Dream Teams: Working Together Without Falling Apart (Lessons from marriage)
Successful teams and relationships share a trait most people think is bad: fighting .
One of the biggest indicators that a relationship is going to end is not arguing — it's not talking.
In work environments, the biggest problem many teams face is "organizational silence," or team members not talking about important issues.
Successful businesses that rank high in innovation also tend to encourage the airing and clashing of different viewpoints .
When people or teams don't express their different viewpoints, it's worse for business than fighting.

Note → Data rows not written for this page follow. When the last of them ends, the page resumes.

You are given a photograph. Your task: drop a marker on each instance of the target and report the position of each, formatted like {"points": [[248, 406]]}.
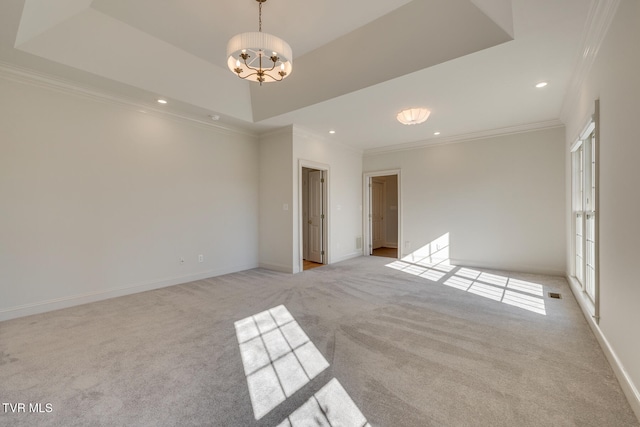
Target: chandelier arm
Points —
{"points": [[258, 69]]}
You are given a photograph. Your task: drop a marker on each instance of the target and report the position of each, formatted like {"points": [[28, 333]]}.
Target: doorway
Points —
{"points": [[382, 194], [313, 217]]}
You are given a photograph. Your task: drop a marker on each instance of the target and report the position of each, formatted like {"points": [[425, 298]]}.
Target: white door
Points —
{"points": [[316, 217], [377, 214]]}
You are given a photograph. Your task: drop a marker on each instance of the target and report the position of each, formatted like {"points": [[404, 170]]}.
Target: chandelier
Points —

The following is an excerpt from "Dream Teams: Working Together Without Falling Apart" by Shane Snow:
Any science writer who ends up writing about relationships eventually ends up at the Gottman Institute. I was no exception to the cliché when I started digging into the science of Dream Teams.
At their research center in Seattle, Drs. John Gottman and Julie Schwartz Gottman study romantic partnerships and what makes them tick. I found them because of my interest in what makes lovers stop ticking. What causes partners who once thought that they'd be better together to call it quits?
The answer is surprising, but quite simple.
"Interaction patterns, such as disagreement and anger exchanges," they report, "may not be harmful in the long run." In fact, conflicts can be "predictive of improvement" in partnership satisfaction over time.
The reason is not because arguing makes us happy. It's actually because if you're still arguing, you're probably still together. There's potential energy in the rubber band you're stretching together. If you keep talking long enough — and those arguments don't spill over into violence — you're going to eventually work things out.
Indeed, the biggest leading indicator that a marriage is about to end is not, in fact, when couples argue. It's when they stop talking.